Symptoms And Treatments For Osteoarthritis Of The Knee

Knee osteoarthritis is one of the most common forms of musculoskeletal pain and disorder. Our knee is one of the most used joint in the whole body. Every single action of us will require the use of it. Like all well used joint, the knee requires constant lubrication of the joint. Have you ever experienced an old hinge that creaks when you use it? The remedy action taken by you would be to lubricate it with oil. The same theory applies to the knee as well. However, it is lubricated automatically with a fluid known as the synovial fluid. This is aided by the fact that the femur and tibia are covered with a smooth surface and a shock absorber known as the menisci. When these natural protective features are gone due to wear and tear or injuries, the knee will start to experience problems and one of it is osteoarthritis.

Symptoms

The most common symptom of osteoarthritis is the experiencing of pain in the knee during periods of activity and inactivity. This is aggravated after long periods of rest such as upon waking up where the pain will be the most severe. Swelling might also is present in some patients.
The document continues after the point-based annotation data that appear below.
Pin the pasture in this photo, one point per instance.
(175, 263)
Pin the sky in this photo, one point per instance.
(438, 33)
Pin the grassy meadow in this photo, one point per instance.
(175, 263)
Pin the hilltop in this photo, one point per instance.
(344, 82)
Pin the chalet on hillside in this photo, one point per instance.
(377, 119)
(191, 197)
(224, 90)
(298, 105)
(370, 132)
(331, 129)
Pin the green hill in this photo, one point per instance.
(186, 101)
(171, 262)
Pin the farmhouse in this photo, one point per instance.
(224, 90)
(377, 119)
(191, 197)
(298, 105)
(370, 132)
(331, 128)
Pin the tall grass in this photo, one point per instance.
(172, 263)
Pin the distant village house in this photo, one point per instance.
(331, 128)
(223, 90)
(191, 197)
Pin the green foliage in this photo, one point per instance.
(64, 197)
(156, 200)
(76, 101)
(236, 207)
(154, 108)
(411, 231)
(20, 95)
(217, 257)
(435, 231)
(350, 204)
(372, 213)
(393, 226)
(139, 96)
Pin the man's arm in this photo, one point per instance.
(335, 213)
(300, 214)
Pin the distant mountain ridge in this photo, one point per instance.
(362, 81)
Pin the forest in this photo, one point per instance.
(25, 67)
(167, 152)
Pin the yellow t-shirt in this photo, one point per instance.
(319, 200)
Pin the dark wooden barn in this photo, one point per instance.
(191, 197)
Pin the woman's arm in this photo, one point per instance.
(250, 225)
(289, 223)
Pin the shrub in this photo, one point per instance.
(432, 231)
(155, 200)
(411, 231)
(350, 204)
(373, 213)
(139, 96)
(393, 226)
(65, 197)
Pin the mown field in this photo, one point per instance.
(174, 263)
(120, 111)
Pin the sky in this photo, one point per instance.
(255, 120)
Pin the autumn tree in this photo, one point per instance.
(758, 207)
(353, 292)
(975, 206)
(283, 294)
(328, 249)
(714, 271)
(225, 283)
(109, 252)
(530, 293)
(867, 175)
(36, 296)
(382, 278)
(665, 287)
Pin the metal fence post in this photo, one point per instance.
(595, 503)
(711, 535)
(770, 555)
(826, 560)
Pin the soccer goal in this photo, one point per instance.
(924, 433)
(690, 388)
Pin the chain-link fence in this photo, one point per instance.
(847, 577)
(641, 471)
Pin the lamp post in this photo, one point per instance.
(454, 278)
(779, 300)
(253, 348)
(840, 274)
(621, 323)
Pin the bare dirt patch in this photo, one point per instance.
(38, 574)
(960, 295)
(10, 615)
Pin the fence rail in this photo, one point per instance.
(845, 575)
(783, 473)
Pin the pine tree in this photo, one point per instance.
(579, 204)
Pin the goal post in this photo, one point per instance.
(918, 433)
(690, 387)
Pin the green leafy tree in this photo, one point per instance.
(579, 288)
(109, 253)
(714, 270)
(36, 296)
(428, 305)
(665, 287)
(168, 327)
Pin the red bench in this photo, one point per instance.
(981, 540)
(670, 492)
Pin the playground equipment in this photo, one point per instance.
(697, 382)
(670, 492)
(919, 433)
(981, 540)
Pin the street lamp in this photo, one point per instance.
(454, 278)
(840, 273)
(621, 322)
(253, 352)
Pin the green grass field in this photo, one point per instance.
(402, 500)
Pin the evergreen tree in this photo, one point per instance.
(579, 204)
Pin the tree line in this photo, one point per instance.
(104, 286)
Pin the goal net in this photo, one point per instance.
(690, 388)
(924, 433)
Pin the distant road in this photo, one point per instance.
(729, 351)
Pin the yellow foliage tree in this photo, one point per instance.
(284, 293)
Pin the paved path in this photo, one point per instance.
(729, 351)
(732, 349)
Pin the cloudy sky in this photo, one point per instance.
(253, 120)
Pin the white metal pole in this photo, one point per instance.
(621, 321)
During simple activities such as walking, there may be a decrease in the mobility of the knee causing actions such as climbing over a low wall difficult to accomplish. In serious cases, creaking sounds may be heard from the knee.

Treatment

There are several treatment options for osteoarthritis classified mainly into surgical and nonsurgical means. Different patients will be assigned different forms due to factors such as the cost, age and health condition.

Nonsurgical treatment

The most effective way of nonsurgical treatment is weight loss and exercise. One of the contributing factors is excessive weight on the knee and this is amplified when you jump. By losing weight, you are lessening the load on the knees. Exercising the knee and strengthening it will increase the load bearing capabilities of the knee. Doctors will also prescribe medication to reduce inflammation and ease the pain. In serious cases, corticosteroids and hyaluronic acid may be injected directly into the knee to reduce inflammation and provide lubrication to the joint.

Surgical treatment

Chondroplasty is a technique that smoothens the articulate cartilage. A smooth surface will help to reduce friction and reduce pain and swelling.  This is often done in conjunction with hyaluronic acid injection, which provides lubrication to the joint.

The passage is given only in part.